Our Voices

As election day nears, 5 things to know about the Voting Rights Act

At the end of 1962, President John F. Kennedy asked his brother, then-Attorney General Robert Kennedy, to compile a report on the Civil Rights enforcement activities of the Justice Department over the previous year. In this report, submitted on January 24, 1963, Robert Kennedy notes “progress” overall, but reminds the President that difficult race problems remain “not only in the South . . . but throughout the country.”

“The most significant civil rights problem is voting,” Kennedy wrote in his 1962 report. “Each citizen’s right to vote is fundamental to all the other rights of citizenship.”

The landmark Voting Rights Act of 1965 was passed in three short years. Here are five things to know about its origins and where it stands today.

1. Together with the Civil Rights Act of 1964, the Voting Rights Act ended many legal forms of white supremacy though racial discrimination continues to be embedded in American society – both in RFK’s time as well as today.

2. The Student Nonviolent Coordinating Committee, of which the late Congressman and RFK Human Rights supporter John Lewis served as a chairman, was central to organizing Black communities to advocate for voting rights and sharing the stories of the violence and discrimination they suffered.
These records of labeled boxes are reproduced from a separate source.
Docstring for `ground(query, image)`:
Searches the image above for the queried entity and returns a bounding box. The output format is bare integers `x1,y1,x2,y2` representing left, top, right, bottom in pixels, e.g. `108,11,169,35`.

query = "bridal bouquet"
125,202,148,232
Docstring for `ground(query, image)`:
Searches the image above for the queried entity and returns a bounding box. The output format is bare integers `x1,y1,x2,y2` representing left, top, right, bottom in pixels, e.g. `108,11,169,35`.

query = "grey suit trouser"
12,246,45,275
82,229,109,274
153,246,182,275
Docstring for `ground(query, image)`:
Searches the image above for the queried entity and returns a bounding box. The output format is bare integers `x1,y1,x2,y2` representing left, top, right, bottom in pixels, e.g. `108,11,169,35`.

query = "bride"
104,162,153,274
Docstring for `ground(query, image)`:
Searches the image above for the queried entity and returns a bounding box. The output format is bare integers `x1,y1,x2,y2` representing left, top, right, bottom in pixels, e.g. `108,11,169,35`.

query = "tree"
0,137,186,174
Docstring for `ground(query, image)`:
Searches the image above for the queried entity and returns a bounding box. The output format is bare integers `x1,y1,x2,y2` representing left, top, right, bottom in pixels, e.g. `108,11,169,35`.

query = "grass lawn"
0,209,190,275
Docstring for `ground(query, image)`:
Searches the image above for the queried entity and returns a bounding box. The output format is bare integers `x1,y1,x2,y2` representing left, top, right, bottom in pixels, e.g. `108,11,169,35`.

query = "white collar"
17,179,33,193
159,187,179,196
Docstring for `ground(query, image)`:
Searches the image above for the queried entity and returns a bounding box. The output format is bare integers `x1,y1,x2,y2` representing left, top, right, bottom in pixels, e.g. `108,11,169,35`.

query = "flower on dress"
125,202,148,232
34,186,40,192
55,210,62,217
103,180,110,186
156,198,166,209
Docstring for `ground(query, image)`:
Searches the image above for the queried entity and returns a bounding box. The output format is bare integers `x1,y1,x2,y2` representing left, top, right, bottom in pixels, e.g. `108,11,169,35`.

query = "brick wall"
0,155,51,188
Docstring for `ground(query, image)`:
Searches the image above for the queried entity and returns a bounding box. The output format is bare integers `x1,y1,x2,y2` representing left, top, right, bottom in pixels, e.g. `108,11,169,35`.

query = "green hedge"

RFK got to know Lewis and others as he listened to students who endured arrests and beatings in their efforts to desegregate Cambridge, Maryland. Lewis later recalled that, during a break in the meetings, Kennedy told him: “John, now I understand. The young people—the students—have educated me. You have changed me.”

3. In recent years, voting protections assured under the 1965 Voting Rights Act have been eroded by the U.S. Supreme Court.

According to the Brennan Center for Justice, in 2022, at least seven states enacted 10 laws that make voting more difficult—of these, five laws in five states are in place for the midterms. Overall, at least 405 restrict­ive voting bills have been proposed in 39 state legis­latures.

4. Some of the highest-profile cases in front of the Supreme Court right now are redistricting cases stemming from congressional maps proposed by GOP-led legislatures in Alabama and Louisiana, which are accused of violating the Voting Rights Act by diluting Black voters’ strength at the polls.

5. Five decades after Robert F. Kennedy’s death, the organization founded to carry out his ideals of equity and social justice continues to celebrate and highlight the work of truth-tellers in the arena of voting rights.

“For as long as Americans have had the right to vote, we’ve had enemies of democracy working to restrict, suppress, and violate the will of the people, particularly those from poor and underrepresented communities,” said Kerry Kennedy, president of Robert F. Kennedy Human Rights, noting underlying problems within our political system do not happen in a vacuum.“Robert F. Kennedy dedicated his life to the protection of our freedoms,” 2021 Ripple of Hope Laureate Stacey Abrams said. “He fought for equality for all people, regardless of color or background, and he lifted up their causes. …Access to the right to vote is essential to achieving racial and social justice, and pursuit of fairness, equity, and opportunity must be a constant mission.”